El jovencito se arrojó sobre la red manoteando y pataleando con desesperación. Como su lucha resultó infructuosa, trató de rasgarla con los dientes, lo que tampoco funcionó. Sin embargo, no iba a rendirse así como así. Había estado en situaciones mucho peores y de una u otra forma, se las arreglaría para escapar. Por su mente se cruzó la idea de gritar, en parte para pedir ayuda y también para maldecir a Nikiforov y a los demás. ¿Por qué no le advirtieron que había trampas en ese lugar?

"Cómo me entere que intentaron jugarme una broma, los voy a…"

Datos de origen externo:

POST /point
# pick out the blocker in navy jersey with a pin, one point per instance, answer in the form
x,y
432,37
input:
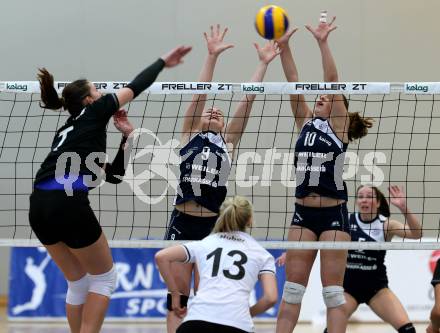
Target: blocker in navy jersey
x,y
80,136
204,171
319,161
366,272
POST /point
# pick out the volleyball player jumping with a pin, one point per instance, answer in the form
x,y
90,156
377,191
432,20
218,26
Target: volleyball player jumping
x,y
60,214
321,194
206,150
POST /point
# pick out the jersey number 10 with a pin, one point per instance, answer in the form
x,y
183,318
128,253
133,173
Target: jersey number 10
x,y
310,139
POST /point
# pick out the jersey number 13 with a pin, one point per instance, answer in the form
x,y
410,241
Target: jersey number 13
x,y
217,253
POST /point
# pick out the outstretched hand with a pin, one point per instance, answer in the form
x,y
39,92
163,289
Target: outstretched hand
x,y
284,39
175,56
214,41
322,31
397,197
268,52
121,122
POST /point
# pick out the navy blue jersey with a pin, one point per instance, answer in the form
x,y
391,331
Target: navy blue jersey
x,y
319,161
204,171
368,263
80,136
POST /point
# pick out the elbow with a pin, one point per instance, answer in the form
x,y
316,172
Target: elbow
x,y
159,257
272,298
114,179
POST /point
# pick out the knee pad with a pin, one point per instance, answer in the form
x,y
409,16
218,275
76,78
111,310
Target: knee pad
x,y
77,291
183,301
103,284
293,292
407,328
333,296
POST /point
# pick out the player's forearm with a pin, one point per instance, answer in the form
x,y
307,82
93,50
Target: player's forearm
x,y
413,223
328,63
289,66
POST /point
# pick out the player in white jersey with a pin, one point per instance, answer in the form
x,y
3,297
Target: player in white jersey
x,y
230,262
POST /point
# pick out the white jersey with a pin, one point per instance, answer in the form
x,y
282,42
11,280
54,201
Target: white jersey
x,y
229,265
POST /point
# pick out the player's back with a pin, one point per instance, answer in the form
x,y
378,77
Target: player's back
x,y
229,265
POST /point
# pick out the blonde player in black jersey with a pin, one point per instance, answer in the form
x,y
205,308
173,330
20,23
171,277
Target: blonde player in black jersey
x,y
365,279
230,262
321,194
206,151
60,212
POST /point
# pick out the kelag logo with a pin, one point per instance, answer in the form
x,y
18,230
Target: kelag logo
x,y
253,88
13,86
416,87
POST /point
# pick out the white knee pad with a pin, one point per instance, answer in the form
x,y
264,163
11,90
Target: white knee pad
x,y
77,291
333,296
103,284
293,292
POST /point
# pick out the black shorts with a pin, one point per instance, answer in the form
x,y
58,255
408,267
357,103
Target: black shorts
x,y
436,276
363,287
199,326
187,227
322,219
56,217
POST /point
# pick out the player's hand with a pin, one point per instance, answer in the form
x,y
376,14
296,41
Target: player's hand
x,y
283,41
322,31
397,197
268,52
281,260
121,122
214,41
175,56
177,309
429,329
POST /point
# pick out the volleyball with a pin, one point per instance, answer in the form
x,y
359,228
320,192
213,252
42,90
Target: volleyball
x,y
271,22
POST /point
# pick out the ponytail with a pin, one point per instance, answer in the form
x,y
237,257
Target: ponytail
x,y
235,215
49,95
359,126
72,96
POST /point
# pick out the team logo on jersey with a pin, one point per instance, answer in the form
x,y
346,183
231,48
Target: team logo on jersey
x,y
163,158
335,224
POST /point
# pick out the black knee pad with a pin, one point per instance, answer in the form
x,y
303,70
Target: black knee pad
x,y
183,301
407,328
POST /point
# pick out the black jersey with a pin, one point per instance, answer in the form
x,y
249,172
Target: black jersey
x,y
370,264
78,137
319,161
204,171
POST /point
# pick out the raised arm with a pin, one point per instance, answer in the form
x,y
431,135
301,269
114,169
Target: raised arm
x,y
115,171
339,113
300,110
238,123
412,228
144,79
215,46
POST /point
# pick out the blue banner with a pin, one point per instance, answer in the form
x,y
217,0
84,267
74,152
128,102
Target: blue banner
x,y
37,288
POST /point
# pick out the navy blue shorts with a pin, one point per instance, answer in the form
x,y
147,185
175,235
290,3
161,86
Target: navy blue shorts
x,y
322,219
56,217
187,227
363,287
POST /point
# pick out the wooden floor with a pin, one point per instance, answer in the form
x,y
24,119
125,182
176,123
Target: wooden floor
x,y
27,327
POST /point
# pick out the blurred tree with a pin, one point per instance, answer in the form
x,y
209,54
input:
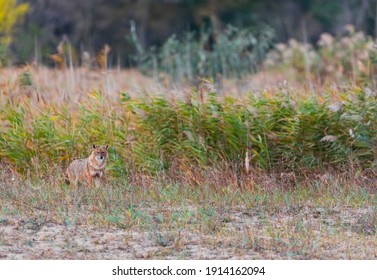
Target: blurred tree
x,y
10,13
89,24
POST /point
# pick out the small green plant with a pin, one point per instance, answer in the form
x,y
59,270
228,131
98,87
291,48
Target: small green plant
x,y
234,53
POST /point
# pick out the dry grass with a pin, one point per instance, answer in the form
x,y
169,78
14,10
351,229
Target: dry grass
x,y
220,210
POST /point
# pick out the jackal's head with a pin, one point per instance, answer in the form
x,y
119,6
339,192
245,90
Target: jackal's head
x,y
100,153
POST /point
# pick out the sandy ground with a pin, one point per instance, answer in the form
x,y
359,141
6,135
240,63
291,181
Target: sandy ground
x,y
305,234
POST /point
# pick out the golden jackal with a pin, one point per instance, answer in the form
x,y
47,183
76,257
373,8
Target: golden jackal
x,y
89,169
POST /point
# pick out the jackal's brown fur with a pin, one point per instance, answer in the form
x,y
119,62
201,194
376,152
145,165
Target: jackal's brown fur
x,y
90,169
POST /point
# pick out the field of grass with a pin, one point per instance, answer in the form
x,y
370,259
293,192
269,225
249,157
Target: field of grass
x,y
283,170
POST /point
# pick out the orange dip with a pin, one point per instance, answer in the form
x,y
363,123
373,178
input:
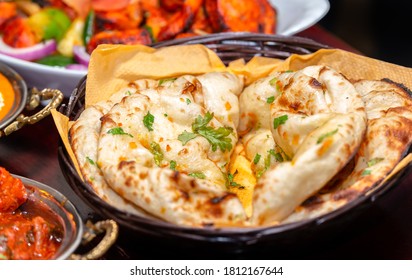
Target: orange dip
x,y
6,96
23,235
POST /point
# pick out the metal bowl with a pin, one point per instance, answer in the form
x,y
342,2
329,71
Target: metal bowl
x,y
25,98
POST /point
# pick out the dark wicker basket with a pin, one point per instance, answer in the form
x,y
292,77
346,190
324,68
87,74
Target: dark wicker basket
x,y
229,46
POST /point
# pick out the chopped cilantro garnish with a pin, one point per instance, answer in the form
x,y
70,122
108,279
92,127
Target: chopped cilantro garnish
x,y
270,99
256,159
326,135
279,121
366,172
89,160
278,156
216,137
374,161
162,81
172,165
186,137
157,153
199,175
148,121
118,131
273,81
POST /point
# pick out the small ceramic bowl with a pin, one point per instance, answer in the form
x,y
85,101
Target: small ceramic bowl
x,y
57,210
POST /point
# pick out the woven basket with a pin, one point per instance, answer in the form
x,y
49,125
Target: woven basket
x,y
229,46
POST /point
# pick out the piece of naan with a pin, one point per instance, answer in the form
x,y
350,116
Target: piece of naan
x,y
318,121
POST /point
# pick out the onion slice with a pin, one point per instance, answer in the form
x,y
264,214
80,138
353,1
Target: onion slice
x,y
80,55
30,53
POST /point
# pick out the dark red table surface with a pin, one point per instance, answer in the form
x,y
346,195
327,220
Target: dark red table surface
x,y
384,232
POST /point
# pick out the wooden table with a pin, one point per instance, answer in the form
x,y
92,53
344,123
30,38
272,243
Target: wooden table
x,y
384,232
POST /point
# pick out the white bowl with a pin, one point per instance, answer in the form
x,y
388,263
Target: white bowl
x,y
43,76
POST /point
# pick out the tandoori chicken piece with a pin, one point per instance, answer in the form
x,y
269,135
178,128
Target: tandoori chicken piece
x,y
128,18
18,34
251,15
8,10
181,21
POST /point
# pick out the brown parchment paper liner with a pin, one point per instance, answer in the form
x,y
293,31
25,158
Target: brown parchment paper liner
x,y
113,67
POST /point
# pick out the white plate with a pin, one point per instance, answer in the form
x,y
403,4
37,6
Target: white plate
x,y
297,15
293,16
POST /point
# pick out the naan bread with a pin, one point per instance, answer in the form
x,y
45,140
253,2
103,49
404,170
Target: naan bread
x,y
84,138
318,121
307,143
149,165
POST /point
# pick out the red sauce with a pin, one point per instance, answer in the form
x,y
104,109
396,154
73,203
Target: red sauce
x,y
7,95
23,235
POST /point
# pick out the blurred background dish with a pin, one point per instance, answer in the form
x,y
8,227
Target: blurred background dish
x,y
293,16
297,15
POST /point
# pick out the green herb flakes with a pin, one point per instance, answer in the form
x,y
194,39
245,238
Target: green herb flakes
x,y
374,161
118,131
279,121
157,153
278,156
199,175
185,137
218,138
89,160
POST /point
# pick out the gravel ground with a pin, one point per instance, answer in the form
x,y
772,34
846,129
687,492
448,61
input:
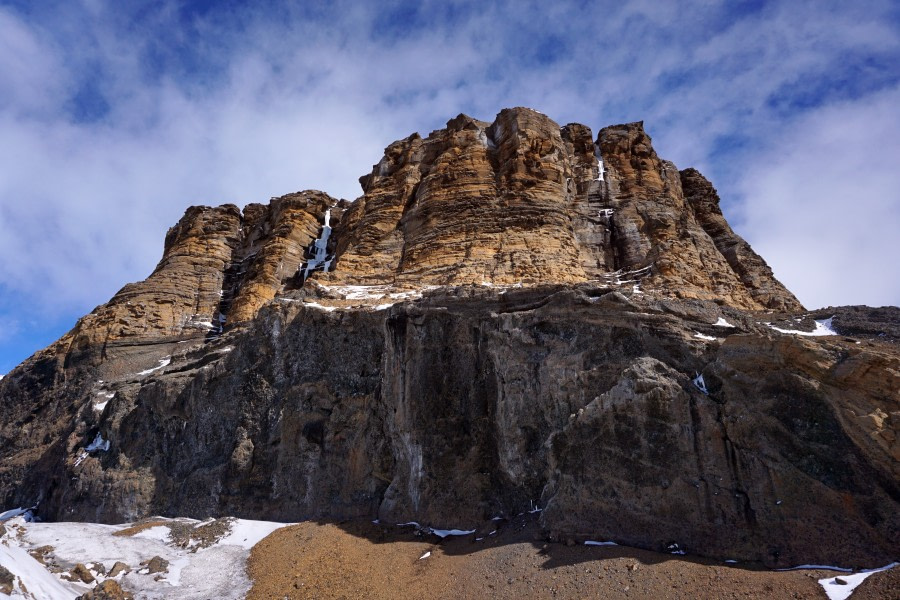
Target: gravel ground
x,y
365,560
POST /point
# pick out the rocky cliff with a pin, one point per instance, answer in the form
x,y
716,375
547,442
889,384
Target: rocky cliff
x,y
513,315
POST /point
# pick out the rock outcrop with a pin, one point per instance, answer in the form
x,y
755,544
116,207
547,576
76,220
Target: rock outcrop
x,y
509,322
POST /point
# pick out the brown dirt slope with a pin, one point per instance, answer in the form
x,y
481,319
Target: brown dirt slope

Un sonido llamó su atención. Yuri contuvo la respiración y en vano trató de visualizar qué era lo que se aproximaba. Las hojas de un arbusto a sus pies se sacudieron como si algo pasara por detrás. Más alejada, una rama crujió, partiéndose en dos y un silbido proveniente de otra dirección le indicaron al ansioso jovencito que sus captores lo tenían rodeado. Una silueta abandonó de un salto el arbusto que la ocultaba y emitió un sonido agudo, similar al canto de un ave, que fue respondido por otros dos. Desde su prisión, Yuri observó que tres figuras pequeñas, sosteniendo cada quien una lanza, se aproximaban hacia él a paso decidido.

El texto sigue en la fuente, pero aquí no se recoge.